Tags: #Intriga, #Policíaco

La señal de la cruz (10 page)

Se necesitaría un equipo de profesionales para conseguir la información que necesitaba.

La primera persona a la que llamó fue a su secretaria en la Interpol. Le encargó telefonear a las Oficinas Centrales Nacionales de Oslo y decirles lo que necesitaba. Luego ellos contactarían con los departamentos locales de policía y conseguirían la información.

Por desgracia, la Ciudad del Vaticano no era un país miembro de la Interpol, lo que significaba que no había una OCN en el palacio del papa. No tener contactos locales significaba no tener aliados dentro, y no tener aliados dentro suponía no tener información. La agente Nielson había intentado resolver el problema llamando directamente al Vaticano, pero como Dial ya le había anticipado, nadie le dio lo que pedía.

Así que Dial decidió llamar al Vaticano personalmente, con la esperanza de que su cargo, que sonaba importante, hiciera que alguien se pusiera al teléfono. La agente Nielson le había enviado una larga lista de números de teléfono y él le había pedido que la clasificara por nacionalidades, porque pensó que los daneses y los noruegos estarían más dispuestos a colaborar, dada su relación con el crimen.

Después de pensarlo un poco, decidió sin embargo abandonar la idea y hacer justo lo contrario.

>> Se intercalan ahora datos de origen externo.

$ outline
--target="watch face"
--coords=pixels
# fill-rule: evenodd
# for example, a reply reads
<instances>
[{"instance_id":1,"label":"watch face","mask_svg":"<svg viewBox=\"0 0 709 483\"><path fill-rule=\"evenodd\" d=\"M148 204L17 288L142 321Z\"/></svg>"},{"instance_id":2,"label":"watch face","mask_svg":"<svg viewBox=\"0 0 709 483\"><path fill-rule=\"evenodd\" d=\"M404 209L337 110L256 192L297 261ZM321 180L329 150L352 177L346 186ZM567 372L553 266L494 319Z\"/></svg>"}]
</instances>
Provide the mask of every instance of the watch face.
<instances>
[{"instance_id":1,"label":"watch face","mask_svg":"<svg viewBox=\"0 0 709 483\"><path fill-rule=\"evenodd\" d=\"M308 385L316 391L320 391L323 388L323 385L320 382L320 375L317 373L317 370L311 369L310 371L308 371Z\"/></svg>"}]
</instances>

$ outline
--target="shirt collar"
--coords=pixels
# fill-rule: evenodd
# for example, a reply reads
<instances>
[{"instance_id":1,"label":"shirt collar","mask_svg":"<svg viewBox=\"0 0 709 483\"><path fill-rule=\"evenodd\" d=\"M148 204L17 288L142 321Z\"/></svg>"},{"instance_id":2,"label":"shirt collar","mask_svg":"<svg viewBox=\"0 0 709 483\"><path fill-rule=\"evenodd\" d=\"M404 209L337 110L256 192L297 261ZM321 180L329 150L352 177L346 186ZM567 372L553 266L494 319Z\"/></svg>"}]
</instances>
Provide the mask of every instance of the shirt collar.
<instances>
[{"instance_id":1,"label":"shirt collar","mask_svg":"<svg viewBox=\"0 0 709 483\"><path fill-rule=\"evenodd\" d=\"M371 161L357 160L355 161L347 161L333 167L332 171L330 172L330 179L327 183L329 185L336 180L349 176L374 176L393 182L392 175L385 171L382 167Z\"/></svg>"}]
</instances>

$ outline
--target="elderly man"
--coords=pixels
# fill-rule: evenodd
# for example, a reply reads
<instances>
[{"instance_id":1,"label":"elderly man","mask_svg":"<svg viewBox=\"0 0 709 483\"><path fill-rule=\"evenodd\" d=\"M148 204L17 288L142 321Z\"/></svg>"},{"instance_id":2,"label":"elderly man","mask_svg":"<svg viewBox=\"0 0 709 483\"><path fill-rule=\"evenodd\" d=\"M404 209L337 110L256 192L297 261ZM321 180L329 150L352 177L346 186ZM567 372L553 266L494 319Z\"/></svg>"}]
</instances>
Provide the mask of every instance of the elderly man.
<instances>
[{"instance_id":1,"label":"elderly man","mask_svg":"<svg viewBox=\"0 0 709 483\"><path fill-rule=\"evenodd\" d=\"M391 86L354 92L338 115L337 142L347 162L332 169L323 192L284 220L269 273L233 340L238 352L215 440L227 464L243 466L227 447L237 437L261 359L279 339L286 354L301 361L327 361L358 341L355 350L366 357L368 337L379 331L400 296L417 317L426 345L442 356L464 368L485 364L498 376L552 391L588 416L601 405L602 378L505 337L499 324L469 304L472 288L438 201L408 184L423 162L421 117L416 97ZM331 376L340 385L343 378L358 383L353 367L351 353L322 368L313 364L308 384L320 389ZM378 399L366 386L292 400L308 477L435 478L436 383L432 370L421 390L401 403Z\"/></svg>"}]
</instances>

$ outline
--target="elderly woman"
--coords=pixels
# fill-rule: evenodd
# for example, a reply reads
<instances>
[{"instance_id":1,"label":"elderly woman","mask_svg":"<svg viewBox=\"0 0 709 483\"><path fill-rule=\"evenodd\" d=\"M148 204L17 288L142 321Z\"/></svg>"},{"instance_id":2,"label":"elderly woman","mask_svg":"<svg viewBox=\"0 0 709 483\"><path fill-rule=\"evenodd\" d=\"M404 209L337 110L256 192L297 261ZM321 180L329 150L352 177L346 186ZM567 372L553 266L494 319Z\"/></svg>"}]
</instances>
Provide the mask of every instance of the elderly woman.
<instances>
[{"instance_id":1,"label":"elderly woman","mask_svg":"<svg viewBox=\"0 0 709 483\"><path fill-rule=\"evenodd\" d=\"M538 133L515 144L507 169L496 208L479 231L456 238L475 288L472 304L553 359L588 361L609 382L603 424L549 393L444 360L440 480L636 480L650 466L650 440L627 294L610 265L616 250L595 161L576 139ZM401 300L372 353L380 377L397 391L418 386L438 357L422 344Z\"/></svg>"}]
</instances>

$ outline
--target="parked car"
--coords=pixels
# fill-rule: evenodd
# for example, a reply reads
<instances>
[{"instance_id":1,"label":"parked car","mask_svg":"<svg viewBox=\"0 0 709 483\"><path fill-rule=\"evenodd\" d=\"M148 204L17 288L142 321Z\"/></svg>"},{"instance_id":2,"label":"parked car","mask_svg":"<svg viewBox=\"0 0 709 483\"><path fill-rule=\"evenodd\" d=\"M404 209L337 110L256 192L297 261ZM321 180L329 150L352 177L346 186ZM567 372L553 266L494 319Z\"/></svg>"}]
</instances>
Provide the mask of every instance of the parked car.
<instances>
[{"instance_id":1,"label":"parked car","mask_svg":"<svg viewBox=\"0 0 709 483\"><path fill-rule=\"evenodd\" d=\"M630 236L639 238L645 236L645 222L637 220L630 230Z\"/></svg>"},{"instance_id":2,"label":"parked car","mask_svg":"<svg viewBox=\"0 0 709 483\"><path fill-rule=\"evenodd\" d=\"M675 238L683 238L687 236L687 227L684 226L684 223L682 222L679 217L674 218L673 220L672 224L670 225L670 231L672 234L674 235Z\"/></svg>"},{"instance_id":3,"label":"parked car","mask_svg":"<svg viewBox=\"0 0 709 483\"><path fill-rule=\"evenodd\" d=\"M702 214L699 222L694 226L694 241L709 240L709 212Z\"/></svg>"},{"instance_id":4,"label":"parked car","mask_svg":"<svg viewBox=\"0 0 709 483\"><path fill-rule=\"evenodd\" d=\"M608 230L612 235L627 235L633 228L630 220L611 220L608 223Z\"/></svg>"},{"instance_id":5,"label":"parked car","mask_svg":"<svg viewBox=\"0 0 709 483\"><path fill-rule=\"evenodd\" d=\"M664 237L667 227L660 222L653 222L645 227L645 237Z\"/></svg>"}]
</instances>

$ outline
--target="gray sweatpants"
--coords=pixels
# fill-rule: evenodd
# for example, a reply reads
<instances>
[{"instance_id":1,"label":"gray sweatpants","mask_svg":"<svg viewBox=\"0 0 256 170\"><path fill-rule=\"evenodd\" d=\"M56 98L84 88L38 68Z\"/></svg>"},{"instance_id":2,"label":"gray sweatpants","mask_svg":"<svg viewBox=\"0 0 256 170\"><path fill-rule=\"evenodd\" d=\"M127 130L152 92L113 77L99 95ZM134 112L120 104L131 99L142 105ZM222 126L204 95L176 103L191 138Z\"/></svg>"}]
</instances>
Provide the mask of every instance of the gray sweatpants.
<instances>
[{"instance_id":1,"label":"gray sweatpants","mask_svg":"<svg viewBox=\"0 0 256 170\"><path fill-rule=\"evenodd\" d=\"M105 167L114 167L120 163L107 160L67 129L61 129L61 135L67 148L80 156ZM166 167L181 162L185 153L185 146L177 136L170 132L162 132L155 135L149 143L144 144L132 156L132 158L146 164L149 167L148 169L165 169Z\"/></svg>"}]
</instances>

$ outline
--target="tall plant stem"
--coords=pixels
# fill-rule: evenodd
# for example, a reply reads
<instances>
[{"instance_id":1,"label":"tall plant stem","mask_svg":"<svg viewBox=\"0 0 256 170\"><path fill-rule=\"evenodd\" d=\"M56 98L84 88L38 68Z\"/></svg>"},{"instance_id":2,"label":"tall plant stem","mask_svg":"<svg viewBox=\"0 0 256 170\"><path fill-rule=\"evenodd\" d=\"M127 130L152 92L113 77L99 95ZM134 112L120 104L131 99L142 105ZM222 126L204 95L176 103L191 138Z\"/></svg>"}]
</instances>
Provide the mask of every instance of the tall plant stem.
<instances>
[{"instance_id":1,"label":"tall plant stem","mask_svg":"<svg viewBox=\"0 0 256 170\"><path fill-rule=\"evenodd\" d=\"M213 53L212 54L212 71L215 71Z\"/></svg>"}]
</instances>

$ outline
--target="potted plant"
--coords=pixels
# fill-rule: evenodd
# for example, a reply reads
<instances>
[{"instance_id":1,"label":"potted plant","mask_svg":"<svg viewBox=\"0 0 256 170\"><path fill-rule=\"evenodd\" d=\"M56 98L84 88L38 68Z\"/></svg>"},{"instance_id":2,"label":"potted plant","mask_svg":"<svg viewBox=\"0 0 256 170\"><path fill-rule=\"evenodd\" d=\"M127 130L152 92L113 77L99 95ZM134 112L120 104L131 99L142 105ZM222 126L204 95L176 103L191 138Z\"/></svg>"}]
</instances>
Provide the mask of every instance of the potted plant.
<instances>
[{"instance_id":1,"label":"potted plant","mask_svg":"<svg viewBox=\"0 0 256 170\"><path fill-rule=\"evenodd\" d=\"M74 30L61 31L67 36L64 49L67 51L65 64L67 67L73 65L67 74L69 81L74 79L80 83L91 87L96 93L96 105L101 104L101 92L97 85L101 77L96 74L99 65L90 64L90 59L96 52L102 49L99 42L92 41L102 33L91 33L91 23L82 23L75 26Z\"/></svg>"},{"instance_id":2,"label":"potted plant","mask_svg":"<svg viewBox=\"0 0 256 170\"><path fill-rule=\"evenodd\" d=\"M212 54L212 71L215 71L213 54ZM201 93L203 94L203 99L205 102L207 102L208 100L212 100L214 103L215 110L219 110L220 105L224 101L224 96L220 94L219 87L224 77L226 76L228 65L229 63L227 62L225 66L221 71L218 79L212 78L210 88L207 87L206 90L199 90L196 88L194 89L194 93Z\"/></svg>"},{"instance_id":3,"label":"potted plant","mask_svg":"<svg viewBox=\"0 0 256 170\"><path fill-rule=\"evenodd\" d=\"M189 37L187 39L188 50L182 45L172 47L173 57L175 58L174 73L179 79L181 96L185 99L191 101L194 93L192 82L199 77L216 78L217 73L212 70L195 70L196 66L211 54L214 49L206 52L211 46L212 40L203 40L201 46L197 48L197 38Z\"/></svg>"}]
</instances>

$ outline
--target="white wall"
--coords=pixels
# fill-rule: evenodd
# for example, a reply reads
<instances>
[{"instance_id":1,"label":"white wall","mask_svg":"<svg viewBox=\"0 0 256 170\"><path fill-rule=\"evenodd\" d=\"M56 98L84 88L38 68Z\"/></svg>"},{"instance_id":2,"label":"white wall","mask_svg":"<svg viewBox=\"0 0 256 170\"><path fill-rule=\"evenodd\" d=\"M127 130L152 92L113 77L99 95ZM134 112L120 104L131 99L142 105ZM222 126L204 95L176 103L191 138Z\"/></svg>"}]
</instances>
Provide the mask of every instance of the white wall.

En vez de mirarlo desde el punto de vista de la víctima, decidió mirarlo desde el suyo propio. ¿Quién estaría dispuesto a ayudarlo a él? Tenía que encontrar a alguien con quien pudiera hablar, alguien con quien poder crear un vínculo. Esa era la carta que debía jugar.

Era demasiado tarde para ayudar a Erik Jansen, pero todavía había tiempo para ayudar a Nick Dial.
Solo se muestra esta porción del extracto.